As it is known, the pathogenesis of PD, the second most common neurodegenerative disorder, consists in a cascade of events including oxidative stress, excitotoxicity via glutamate pathways, impaired mitochondrial functions, protein misfolding and aggregation due to ubiquitin-proteasomal system dysfunction, altered lysosome and chaperone-mediated autophagy and the development of cytoplasmic Lewy bodies, eventually leading to cell death. Due to its neuroprotective functions, in the last decade several studies have been conducted in order to understand and resolve the linkage between IGF-1 and PD. In this way, numerous basic and translational reports have appointed brain protection and injury recovery functions of IGF-1 in CNS injuries and/or PD patients. These results highlight the protective and homeostatic key roles of IGF-1 in brain, along with its anti-apoptotic, pro-survival and protective features on cellular metabolism.
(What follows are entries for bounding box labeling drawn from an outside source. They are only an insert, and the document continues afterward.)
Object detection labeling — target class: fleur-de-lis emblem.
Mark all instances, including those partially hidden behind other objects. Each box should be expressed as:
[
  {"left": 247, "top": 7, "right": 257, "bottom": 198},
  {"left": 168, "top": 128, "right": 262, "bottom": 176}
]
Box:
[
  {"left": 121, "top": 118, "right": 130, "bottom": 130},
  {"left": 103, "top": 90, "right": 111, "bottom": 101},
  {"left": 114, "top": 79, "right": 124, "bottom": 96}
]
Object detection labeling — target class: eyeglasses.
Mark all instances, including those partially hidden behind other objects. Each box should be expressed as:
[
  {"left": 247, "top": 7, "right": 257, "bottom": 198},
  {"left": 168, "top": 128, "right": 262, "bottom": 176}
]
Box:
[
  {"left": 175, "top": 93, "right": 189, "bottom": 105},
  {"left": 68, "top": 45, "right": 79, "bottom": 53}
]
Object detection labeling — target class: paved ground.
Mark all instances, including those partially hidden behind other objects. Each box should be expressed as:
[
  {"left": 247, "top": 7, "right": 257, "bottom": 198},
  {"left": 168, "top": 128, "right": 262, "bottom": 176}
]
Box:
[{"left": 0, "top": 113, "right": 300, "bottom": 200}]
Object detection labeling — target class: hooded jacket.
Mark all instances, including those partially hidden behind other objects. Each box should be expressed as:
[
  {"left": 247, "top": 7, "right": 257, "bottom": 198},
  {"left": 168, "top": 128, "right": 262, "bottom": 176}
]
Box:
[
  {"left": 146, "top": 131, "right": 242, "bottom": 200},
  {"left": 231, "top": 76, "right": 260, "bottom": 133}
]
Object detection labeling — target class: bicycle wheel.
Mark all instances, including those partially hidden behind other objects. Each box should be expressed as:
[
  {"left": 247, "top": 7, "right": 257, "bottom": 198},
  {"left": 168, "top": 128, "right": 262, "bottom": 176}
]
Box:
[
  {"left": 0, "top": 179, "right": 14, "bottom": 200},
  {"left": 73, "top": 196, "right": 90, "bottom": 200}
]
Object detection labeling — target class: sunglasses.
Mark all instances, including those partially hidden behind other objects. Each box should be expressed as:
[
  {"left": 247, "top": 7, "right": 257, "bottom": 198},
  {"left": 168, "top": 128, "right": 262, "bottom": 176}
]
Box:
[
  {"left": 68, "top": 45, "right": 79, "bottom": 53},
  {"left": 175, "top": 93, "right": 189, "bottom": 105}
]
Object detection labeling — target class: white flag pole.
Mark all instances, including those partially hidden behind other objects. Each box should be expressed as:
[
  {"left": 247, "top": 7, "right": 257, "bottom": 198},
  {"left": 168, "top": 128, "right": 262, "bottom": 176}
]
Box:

The aging process, where IGF-1 serum levels decrease with age, is one of the risk factors for PD development. However, several clinical correlations in PD patients have reported an augmentation in IGF-1 levels at the onset of the disease, which suggests, given the preclinical results, an ongoing compensatory or “fight-to-injury” mechanism, since as the disease progresses such elevation dissipates. Additionally, lower IGF-1 levels at the beginning of PD are associated with a worse disease progression and prognosis.

Together with age, male sex is another crucial risk factor for PD establishment. Estrogens seem to confer women a strong protection to PD due to their beneficial effects on memory and cognition. This estrogen related neuroprotection is achieved via IGF-1 signaling pathway, as estrogens activate PI3K to stimulate neuron survival and protection. Nevertheless, more experimental studies need to be performed to better understand the molecular mechanisms from IGF-1 cascade involved in PD.

In this fashion, it could be reasonable to think in a combined therapy with estrogens and IGF-1, since both molecules can cross the blood–brain barrier activating the IGF-1 signaling pathway to exert its favorable actions in brain and also to prevent α-synuclein aggregation (Lewy body deposition), thus avoiding PD development. This hypothesis is in accordance with recent studies where polyphenols, such as curcumin, are used to inhibit α-synuclein aggregation and prevent oxidative damage related alterations. Also, GDNF, a neurotrophic factor, could be used as a therapy for PD, because it can reduce the vulnerability of domapinergic neurons. However, in order to solve this question, more cexperimental and clinical studies need to be done.